In our study, individualized systolic left ventricular dysfunction in 51.2% of patients was a factor of poor prognosis in multivariate analysis as highlighted by Cambou in the USIK study where it was found in 54% of patients [12]. The treatment was medical in all our patients and consisted of the administration of a double antiplatelet aggregation, an anti-coagulation with a low molecular weight heparin. ACE inhibitors, beta blockers and statins were administered in 84.2%, 57.9% and 82.5% of patients, respectively.

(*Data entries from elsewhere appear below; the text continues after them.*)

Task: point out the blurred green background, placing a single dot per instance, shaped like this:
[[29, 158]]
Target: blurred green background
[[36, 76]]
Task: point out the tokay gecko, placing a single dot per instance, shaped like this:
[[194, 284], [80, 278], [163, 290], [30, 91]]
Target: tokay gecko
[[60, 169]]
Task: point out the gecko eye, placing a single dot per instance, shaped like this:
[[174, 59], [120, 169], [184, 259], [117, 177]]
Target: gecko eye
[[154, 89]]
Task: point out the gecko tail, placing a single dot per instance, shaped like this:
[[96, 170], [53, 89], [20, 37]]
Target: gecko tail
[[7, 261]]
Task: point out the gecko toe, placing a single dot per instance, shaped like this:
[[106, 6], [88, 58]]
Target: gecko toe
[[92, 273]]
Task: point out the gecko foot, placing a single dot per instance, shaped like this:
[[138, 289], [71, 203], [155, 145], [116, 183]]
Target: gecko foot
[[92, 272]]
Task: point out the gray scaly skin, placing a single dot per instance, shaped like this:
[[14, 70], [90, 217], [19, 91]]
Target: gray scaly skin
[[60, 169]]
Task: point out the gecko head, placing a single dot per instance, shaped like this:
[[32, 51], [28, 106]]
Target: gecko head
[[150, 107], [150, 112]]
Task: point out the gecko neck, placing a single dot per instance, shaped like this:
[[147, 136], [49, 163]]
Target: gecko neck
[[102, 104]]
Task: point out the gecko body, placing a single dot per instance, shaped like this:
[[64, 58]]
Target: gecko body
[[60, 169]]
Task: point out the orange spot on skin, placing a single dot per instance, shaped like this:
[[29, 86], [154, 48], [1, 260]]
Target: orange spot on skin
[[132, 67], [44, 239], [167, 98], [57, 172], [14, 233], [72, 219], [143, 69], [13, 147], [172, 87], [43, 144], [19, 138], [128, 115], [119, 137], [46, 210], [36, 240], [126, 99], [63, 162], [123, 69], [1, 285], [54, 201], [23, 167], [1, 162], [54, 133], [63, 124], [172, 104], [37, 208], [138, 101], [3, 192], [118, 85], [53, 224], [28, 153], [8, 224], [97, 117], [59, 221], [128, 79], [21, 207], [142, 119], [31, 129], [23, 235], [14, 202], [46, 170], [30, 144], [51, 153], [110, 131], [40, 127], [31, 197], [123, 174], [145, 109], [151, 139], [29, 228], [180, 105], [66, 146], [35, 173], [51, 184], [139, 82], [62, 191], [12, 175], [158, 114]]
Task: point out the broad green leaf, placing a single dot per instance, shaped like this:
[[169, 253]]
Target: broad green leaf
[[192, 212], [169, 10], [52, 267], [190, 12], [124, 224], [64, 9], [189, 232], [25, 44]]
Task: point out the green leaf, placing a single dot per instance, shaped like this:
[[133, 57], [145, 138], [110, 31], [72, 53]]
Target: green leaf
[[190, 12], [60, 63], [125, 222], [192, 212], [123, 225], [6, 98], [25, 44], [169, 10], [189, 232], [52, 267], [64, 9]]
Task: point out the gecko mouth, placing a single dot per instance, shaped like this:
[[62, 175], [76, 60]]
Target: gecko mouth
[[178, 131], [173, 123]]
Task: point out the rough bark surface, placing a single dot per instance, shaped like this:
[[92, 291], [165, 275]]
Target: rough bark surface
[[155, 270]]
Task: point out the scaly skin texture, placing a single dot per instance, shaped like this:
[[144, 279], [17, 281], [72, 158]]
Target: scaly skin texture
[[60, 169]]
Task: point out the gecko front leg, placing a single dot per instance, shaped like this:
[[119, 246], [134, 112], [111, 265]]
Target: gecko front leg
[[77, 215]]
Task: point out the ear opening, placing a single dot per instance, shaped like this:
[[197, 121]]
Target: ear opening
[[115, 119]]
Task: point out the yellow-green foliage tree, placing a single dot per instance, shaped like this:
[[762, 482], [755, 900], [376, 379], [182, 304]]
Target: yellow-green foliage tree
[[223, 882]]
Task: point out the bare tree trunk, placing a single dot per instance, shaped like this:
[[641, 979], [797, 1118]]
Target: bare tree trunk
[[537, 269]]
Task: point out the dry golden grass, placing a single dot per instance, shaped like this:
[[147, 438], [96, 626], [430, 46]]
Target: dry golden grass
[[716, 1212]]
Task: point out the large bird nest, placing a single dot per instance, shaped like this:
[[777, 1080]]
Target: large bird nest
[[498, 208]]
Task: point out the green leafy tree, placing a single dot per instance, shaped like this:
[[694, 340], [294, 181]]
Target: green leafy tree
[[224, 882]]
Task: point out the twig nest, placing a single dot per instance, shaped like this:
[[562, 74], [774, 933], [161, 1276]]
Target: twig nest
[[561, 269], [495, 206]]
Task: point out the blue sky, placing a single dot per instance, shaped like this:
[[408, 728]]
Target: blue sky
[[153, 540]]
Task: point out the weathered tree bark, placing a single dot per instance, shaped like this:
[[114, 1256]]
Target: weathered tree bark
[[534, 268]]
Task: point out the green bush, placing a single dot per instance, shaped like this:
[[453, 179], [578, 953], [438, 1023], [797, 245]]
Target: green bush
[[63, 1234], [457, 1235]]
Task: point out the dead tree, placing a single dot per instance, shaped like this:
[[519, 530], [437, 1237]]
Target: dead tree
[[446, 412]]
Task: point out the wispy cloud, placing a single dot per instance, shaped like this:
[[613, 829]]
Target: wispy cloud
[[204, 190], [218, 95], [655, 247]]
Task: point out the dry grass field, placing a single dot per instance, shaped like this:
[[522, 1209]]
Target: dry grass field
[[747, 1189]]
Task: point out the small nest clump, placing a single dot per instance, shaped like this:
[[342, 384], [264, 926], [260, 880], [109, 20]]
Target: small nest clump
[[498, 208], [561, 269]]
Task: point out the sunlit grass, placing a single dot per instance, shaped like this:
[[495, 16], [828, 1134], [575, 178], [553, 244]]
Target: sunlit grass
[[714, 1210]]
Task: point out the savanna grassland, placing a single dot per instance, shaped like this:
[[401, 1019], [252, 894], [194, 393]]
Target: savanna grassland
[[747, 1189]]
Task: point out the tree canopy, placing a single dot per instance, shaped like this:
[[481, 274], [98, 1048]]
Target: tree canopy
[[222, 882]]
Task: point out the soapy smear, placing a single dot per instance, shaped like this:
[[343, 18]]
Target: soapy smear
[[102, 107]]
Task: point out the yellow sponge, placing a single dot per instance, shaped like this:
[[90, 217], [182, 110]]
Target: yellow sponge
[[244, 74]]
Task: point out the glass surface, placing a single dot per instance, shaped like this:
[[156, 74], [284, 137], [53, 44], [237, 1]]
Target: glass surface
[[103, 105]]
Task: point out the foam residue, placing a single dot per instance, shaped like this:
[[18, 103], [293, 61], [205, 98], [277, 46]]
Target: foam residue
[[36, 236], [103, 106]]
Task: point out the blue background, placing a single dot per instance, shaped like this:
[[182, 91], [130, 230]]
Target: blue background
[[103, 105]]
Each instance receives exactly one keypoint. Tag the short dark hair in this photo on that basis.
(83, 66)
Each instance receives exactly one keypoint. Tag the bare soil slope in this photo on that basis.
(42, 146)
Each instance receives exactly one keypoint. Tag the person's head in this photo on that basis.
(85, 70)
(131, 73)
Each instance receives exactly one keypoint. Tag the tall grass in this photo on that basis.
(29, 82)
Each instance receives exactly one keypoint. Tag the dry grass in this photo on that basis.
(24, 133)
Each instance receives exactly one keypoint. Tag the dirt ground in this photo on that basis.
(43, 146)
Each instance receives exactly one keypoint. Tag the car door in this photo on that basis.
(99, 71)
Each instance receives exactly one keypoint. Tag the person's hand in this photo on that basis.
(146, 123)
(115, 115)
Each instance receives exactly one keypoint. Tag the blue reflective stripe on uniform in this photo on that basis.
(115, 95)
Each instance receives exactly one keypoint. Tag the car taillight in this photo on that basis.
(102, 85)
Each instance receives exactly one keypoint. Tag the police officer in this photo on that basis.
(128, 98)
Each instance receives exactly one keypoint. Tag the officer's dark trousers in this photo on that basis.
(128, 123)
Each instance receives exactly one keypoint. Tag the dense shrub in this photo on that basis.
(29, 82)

No patient had benefited from thrombolysis in our study because the treatment times were long and the thrombolytic was not available in most cases, whereas 13 patients (22.8%) had been received before the twelfth hour and could have benefited from thrombolysis. The mortality rate in our study, of 7.2%, is lower than that of Thiam in 2000 (10%) [8] and Mboup in 2006 (15.25%) [7]. This could presage a transition to lower mortality in our country.
The following factors in our study were risk factors for complications and/or hospital death: a cardiovascular risk factor number superior to 2 (p = 0.026), admission blood glucose upper to 1.24 g/l (OR = 6.19 [1.21 - 31.72]), a left ventricular ejection fraction less than 50% (OR = 5.93 [1.30 - 27.01]), a charge superior to 12 h (p = 0.000; OR = 4.99 [1.24 - 19.92]). Age was not a factor of poor prognosis in our study, unlike the results of De Matos Soeiro in which, in patients with acute coronary syndromes, age was an important predictor of mortality and complications [17].
The limits of this study are those inherent in any retrospective study, in particular the lack of numerous clinical and paraclinical data.
5. Conclusion
ACS is a major medical emergency due to their complications and the mortality they cause in our regions. However, diagnostic and therapeutic means are lacking in a city like Ziguinchor, hence the importance of properly identifying and controlling the risk factors for atherosclerosis.
Authors’ Contribution
All the authors contributed to the conduct of this work. All authors have read and approved the latest version of this manuscript.